Baseball offers nation a familiar respite

October 9, 2001

Yogi Berra thinks President Roosevelt got it just right when he suggested that baseball, the national pastime, continue through World War II.

Fewer people might be in the stands, the quality of play might not be top-notch, and the headlines of the day might be about a tragedy on some far-off battlefield. But, somewhere, on some dirt mound, a man with a baseball was trying to throw it past a man with a bat.

"It takes your mind off things," says Mr. Berra, known just as well for his "Yogi-isms" as for his long career as a New York Yankees catcher. "Sports has always been good for anything you did. You have something to watch."

Starting today, New York and the rest of the country will get that chance when the road to the World Series starts anew, during a wartime setting, and the world champion Yankees start their defense against the Oakland Athletics team. It won't be easy: The Yankees have to get past a young and hungry Oakland team and then the winner of the Seattle-Cleveland matchup. Seattle has surpassed the record-breaking 1998 Yankees in terms of number of wins this season.

The playoffs will present the city - and the nation - with yet another chance to come together. Some think it would be fitting for the Yankees to win. It might bring extra tourists into New York - something it badly needs.

And the playoffs bring the country back to familiar territory, loaded with tradition.

"Tradition is very helpful in a time of crisis," says Allyce Najimy, chief operating officer of the Center for the Study of Sport in Society at Northeastern University in Boston.

It is an opportunity that many New Yorkers are savoring. Last week, Mayor Rudolph Giuliani told President Bush, who was visiting, that he couldn't wait to see the Yankees in the World Series again. The president called the mayor an incurable optimist.

Former Yankee left-hander Whitey Ford usually follows the games closely. But, he says, he hasn't had the interest to watch the games the past few weeks.

Yet now, he's now looking forward to the playoffs. "People will never forget what happened, but I think it will help," says Mr. Ford, author of the new book "Few and Chosen," a look at the great Yankee players.

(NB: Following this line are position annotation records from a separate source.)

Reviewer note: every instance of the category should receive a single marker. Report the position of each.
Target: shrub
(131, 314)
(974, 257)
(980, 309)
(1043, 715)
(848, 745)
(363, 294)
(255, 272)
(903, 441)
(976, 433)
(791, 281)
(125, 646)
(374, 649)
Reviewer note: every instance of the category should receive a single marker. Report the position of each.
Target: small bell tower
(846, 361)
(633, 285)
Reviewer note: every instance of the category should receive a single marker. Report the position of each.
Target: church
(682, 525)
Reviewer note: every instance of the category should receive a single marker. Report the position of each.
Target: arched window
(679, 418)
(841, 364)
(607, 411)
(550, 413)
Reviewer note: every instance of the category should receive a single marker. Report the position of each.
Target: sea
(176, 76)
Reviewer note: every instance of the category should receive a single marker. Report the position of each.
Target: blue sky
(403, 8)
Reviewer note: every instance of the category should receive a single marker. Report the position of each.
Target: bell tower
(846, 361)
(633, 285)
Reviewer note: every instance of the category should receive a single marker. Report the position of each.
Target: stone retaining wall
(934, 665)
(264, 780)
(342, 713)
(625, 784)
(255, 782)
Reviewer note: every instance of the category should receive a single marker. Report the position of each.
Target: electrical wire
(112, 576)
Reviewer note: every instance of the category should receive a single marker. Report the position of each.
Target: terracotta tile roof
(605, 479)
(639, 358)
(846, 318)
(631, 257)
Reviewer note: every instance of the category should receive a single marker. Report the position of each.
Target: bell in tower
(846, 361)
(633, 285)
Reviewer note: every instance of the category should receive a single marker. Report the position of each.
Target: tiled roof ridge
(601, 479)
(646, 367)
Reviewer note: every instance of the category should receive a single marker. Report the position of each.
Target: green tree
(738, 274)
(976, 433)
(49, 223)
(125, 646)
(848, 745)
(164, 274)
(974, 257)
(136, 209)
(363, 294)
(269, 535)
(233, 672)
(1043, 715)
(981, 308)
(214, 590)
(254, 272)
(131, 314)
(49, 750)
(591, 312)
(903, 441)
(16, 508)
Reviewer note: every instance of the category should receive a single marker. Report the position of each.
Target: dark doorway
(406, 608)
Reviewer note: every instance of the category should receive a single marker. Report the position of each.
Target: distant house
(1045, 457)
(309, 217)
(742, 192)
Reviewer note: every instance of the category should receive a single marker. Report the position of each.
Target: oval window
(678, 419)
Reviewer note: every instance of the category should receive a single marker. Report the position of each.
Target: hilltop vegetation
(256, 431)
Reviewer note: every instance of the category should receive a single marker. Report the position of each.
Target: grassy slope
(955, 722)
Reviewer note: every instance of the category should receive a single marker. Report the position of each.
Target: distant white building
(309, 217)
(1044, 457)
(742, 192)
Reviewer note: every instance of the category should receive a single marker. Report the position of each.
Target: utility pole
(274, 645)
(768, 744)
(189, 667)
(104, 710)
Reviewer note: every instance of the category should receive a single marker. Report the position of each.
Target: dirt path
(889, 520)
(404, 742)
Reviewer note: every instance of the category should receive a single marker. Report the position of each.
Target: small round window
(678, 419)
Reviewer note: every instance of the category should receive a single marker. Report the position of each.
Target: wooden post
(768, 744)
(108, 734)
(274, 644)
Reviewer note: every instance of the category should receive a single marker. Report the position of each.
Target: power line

Even if the Yankees don't win, their fans will realize it's not the end of the world, says Phil Pepe, co-author of the book. "This is the kind of thing that helps people get their minds off tragedy and fear, and if it accomplishes that, that's what sport was meant to do in the first place."

Just the fact they are in it, trying to win their fourth straight World Series, is a help to some. "The mood in the city if the Yankees had failed to make it, coupled with the Mets not getting there, would definitely make us feel that much worse about what had happened," says Bruce Garrison, a Manhattan lawyer. "You look at these sources of accomplishment in times like these. Another great showing would help us maintain some sort of optimism."

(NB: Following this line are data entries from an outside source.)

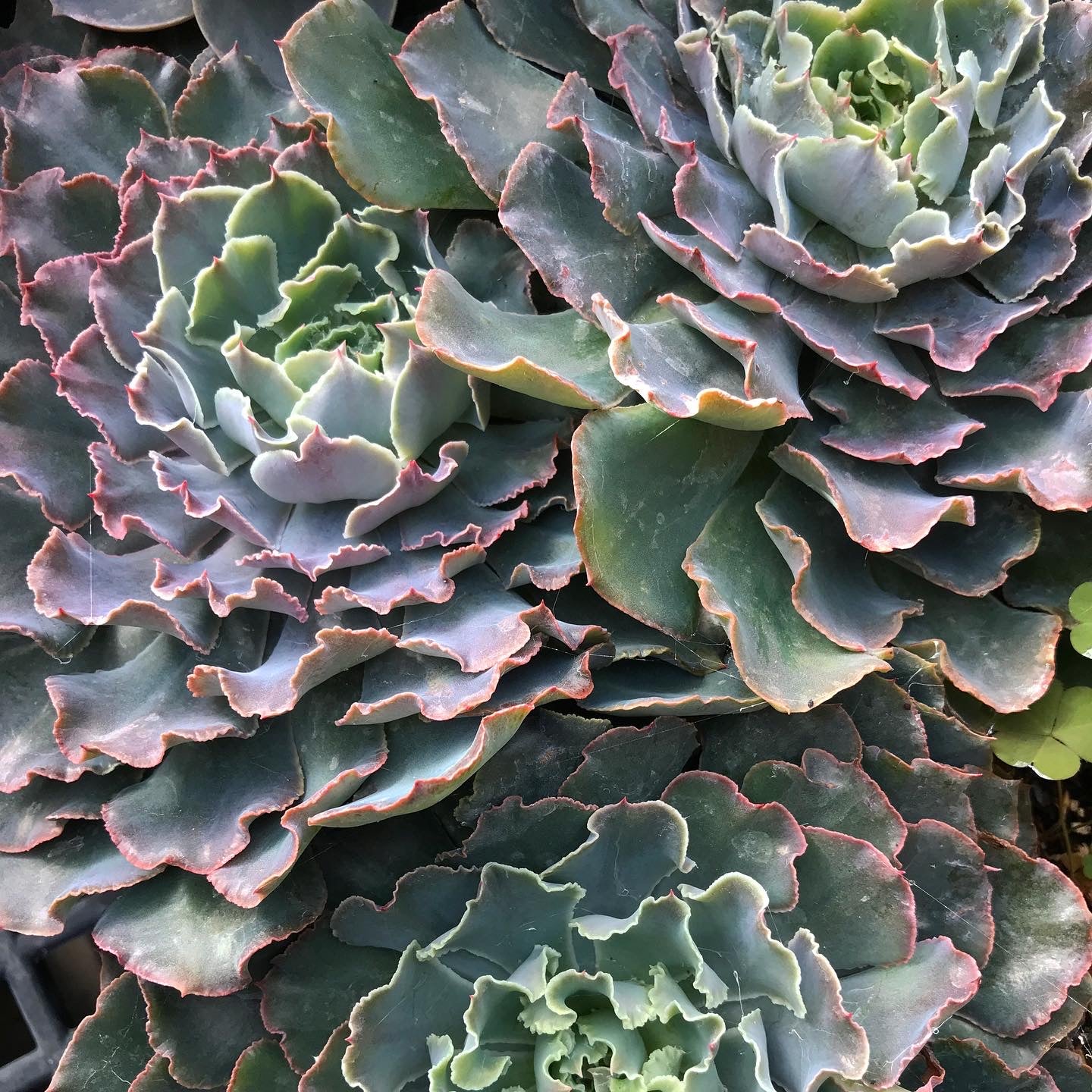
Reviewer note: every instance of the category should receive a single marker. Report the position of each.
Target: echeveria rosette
(144, 654)
(858, 230)
(778, 902)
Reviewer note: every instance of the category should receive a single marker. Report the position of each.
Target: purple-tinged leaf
(883, 506)
(124, 14)
(39, 813)
(243, 168)
(824, 792)
(880, 425)
(124, 290)
(175, 930)
(451, 518)
(729, 833)
(779, 654)
(591, 256)
(901, 1007)
(306, 654)
(526, 836)
(921, 678)
(560, 357)
(485, 261)
(968, 1064)
(234, 501)
(975, 560)
(27, 747)
(425, 764)
(262, 1067)
(483, 623)
(719, 201)
(136, 710)
(679, 471)
(655, 688)
(94, 384)
(1045, 456)
(1024, 1052)
(852, 281)
(684, 374)
(1062, 561)
(72, 579)
(221, 579)
(253, 29)
(406, 577)
(44, 444)
(550, 676)
(413, 488)
(198, 1039)
(628, 178)
(236, 79)
(833, 588)
(952, 896)
(314, 984)
(643, 70)
(551, 35)
(952, 742)
(1067, 1069)
(951, 322)
(46, 218)
(140, 206)
(56, 302)
(164, 158)
(195, 808)
(312, 543)
(843, 333)
(766, 347)
(999, 655)
(746, 282)
(126, 498)
(1029, 362)
(732, 745)
(923, 789)
(334, 764)
(541, 553)
(109, 1050)
(883, 926)
(533, 766)
(20, 342)
(1042, 947)
(403, 684)
(885, 715)
(39, 887)
(451, 62)
(1059, 200)
(59, 121)
(507, 460)
(322, 50)
(325, 1074)
(824, 1042)
(632, 764)
(1065, 74)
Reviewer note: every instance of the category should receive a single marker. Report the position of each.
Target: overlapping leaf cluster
(839, 253)
(295, 543)
(692, 935)
(240, 491)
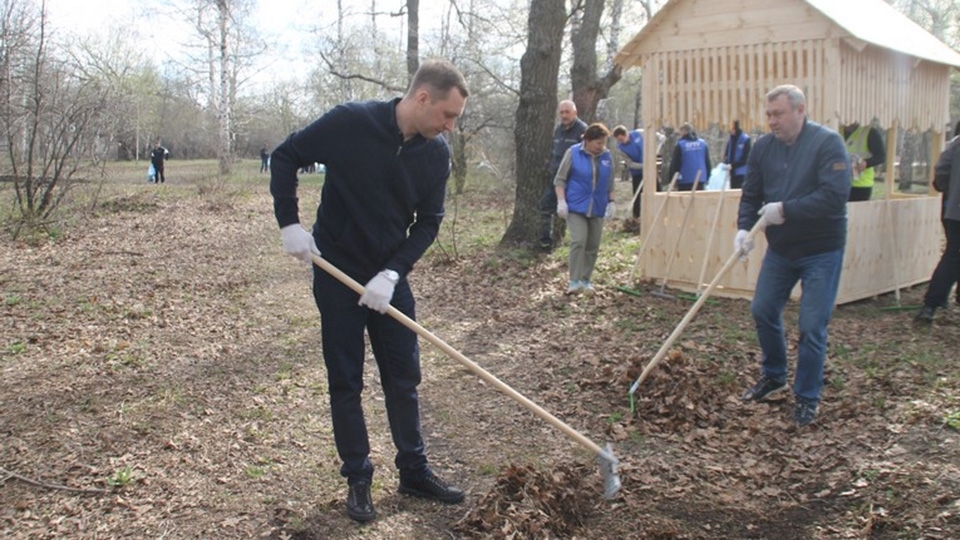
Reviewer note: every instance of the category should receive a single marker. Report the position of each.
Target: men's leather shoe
(430, 486)
(359, 504)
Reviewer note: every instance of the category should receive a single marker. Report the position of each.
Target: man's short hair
(793, 92)
(596, 131)
(439, 76)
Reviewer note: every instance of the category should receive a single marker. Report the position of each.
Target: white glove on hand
(742, 244)
(611, 210)
(377, 293)
(772, 214)
(298, 242)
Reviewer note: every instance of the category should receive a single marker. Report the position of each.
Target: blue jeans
(397, 353)
(819, 277)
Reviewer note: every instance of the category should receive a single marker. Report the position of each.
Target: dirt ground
(162, 378)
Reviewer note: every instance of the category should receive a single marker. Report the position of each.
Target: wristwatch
(391, 275)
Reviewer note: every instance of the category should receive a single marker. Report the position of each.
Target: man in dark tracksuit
(946, 180)
(568, 133)
(381, 207)
(798, 181)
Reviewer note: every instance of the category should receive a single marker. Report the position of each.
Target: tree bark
(539, 70)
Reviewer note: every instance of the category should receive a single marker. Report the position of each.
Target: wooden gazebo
(713, 61)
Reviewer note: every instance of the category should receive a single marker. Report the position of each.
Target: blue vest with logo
(694, 159)
(588, 184)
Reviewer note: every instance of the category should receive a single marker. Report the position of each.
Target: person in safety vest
(584, 186)
(866, 152)
(691, 156)
(735, 155)
(630, 144)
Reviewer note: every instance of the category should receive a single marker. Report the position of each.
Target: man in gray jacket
(798, 181)
(946, 179)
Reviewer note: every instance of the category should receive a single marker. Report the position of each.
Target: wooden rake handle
(469, 364)
(691, 314)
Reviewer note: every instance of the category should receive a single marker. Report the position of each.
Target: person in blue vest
(630, 144)
(798, 181)
(568, 133)
(735, 155)
(387, 166)
(584, 186)
(690, 157)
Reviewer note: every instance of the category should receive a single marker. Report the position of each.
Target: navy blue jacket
(812, 179)
(383, 198)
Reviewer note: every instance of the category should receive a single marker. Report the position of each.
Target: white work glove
(377, 293)
(742, 244)
(611, 210)
(772, 214)
(298, 242)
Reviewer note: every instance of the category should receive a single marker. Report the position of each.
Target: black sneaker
(805, 411)
(431, 487)
(765, 389)
(925, 315)
(359, 504)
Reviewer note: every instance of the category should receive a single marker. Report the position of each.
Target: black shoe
(925, 315)
(431, 487)
(765, 389)
(805, 411)
(359, 504)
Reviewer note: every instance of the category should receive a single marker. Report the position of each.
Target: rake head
(608, 469)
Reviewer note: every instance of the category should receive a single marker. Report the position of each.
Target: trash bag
(718, 177)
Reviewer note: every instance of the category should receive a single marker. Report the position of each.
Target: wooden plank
(869, 268)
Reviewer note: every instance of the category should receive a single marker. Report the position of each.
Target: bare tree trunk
(413, 37)
(539, 70)
(224, 111)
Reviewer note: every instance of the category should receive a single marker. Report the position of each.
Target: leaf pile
(527, 503)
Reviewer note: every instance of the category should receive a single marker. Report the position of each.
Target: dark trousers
(637, 179)
(395, 348)
(548, 209)
(948, 269)
(860, 194)
(159, 168)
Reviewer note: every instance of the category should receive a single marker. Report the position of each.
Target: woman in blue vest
(735, 155)
(584, 184)
(690, 158)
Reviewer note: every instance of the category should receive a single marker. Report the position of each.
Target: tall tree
(539, 71)
(589, 87)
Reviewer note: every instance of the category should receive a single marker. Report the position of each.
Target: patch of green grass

New York businesses could also use the boost. Last year, with the Mets and Yankees battling it out in the World Series, long lines formed outside of retailers as fans scooped up T-shirts, caps, and jackets. "It's Christmas for us," says Jack Perlman of Modell's Sporting Goods.

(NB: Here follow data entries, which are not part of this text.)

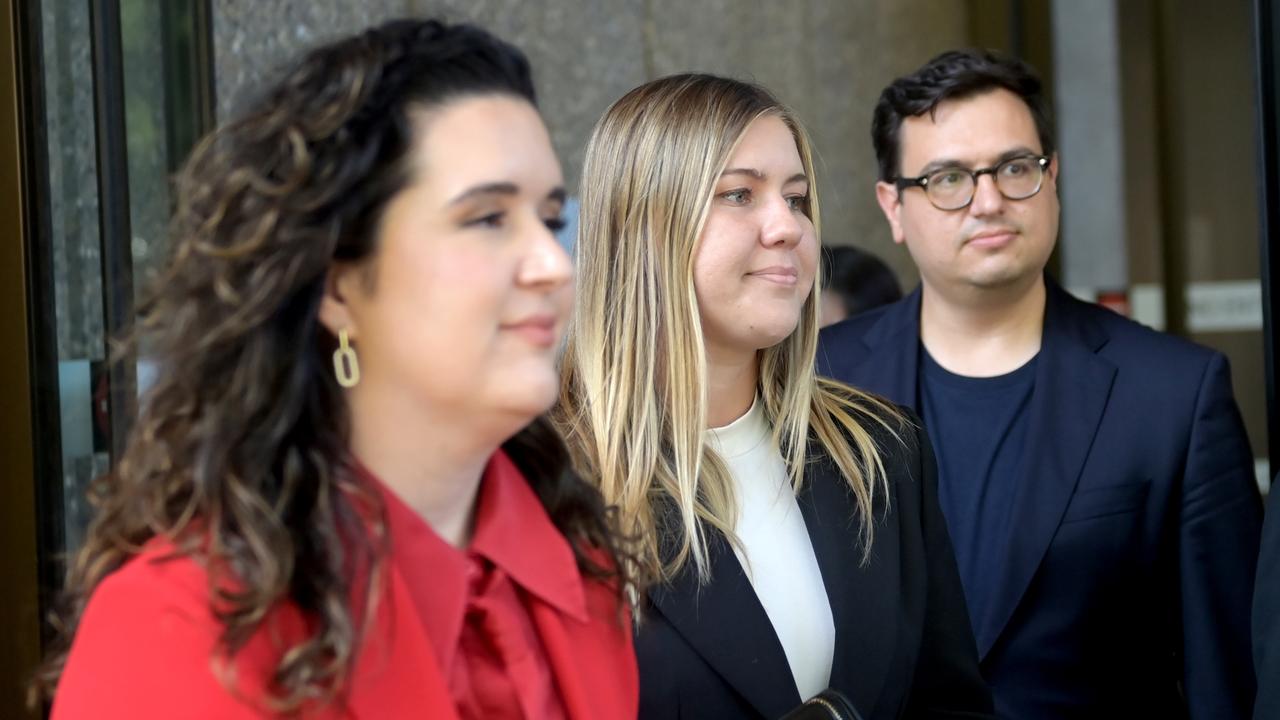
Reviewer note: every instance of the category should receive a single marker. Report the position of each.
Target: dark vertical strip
(1173, 177)
(188, 76)
(1016, 30)
(113, 186)
(41, 318)
(31, 499)
(1266, 46)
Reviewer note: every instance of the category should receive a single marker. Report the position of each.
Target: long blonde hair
(634, 386)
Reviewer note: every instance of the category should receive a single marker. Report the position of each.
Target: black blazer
(1133, 538)
(903, 641)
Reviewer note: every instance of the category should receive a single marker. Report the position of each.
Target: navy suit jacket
(1266, 613)
(903, 641)
(1129, 568)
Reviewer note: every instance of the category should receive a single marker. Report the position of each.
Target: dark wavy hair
(954, 76)
(240, 454)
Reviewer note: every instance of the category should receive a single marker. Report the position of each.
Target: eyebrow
(759, 176)
(501, 188)
(952, 163)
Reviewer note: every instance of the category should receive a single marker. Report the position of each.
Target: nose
(545, 265)
(781, 224)
(987, 199)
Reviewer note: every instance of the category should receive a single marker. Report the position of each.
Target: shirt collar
(512, 531)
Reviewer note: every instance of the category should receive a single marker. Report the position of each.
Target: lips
(991, 238)
(780, 274)
(536, 329)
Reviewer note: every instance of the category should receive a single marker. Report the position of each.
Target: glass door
(105, 99)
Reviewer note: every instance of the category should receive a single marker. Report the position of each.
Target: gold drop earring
(346, 367)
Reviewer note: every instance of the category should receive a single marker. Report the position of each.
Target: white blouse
(776, 552)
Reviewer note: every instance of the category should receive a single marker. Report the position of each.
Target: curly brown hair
(240, 452)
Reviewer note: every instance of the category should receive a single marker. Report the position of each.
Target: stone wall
(827, 59)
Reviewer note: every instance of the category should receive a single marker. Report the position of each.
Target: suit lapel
(863, 613)
(726, 624)
(565, 662)
(1073, 384)
(887, 360)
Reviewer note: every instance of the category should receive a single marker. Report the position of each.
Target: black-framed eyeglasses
(951, 188)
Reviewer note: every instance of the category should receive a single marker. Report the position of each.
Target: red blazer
(145, 648)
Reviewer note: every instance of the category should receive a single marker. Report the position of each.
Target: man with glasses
(1095, 474)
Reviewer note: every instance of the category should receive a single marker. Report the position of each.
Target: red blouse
(504, 629)
(474, 602)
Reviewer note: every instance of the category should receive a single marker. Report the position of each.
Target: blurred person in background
(339, 499)
(854, 281)
(790, 540)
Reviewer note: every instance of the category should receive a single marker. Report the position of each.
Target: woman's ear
(336, 310)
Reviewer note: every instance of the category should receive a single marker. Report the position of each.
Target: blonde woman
(787, 528)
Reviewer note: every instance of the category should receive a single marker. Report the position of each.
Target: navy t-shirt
(978, 427)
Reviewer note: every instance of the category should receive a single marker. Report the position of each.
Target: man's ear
(891, 204)
(336, 311)
(1052, 171)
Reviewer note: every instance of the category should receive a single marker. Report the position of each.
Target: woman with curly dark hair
(339, 497)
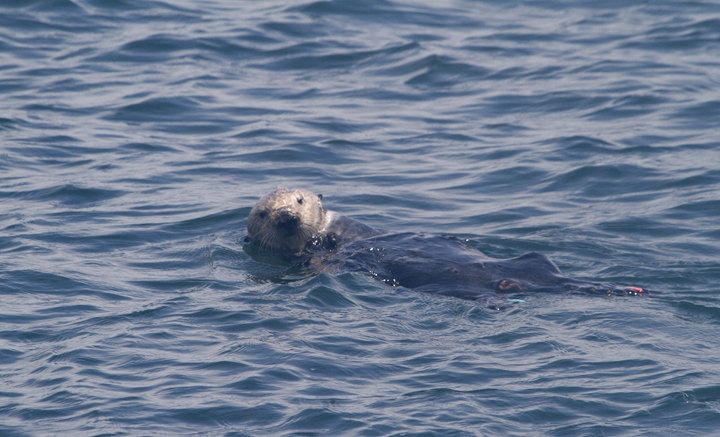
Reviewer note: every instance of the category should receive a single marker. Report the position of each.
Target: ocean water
(135, 137)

The enthusiasm spread to other segments of the economy, as residents felt good about themselves. Says Dominican taxi driver Jose Nunez: "The city is alive if the Yankees win."

Even some non-Yankee fans are supportive. Sports Illustrated columnist Rick Reilly, not exactly a devotee of the Bronx Bombers, recently wrote, "It's hard to believe these words are coming out of my mouth, but it'd be sweet if we could have another Subway Series, just for the sheer joy it would bring New Yorkers. I'm a changed man. I love Yankees fans now. Please, put a hair in my soup. Grunt directions at me.... I know who you really are underneath."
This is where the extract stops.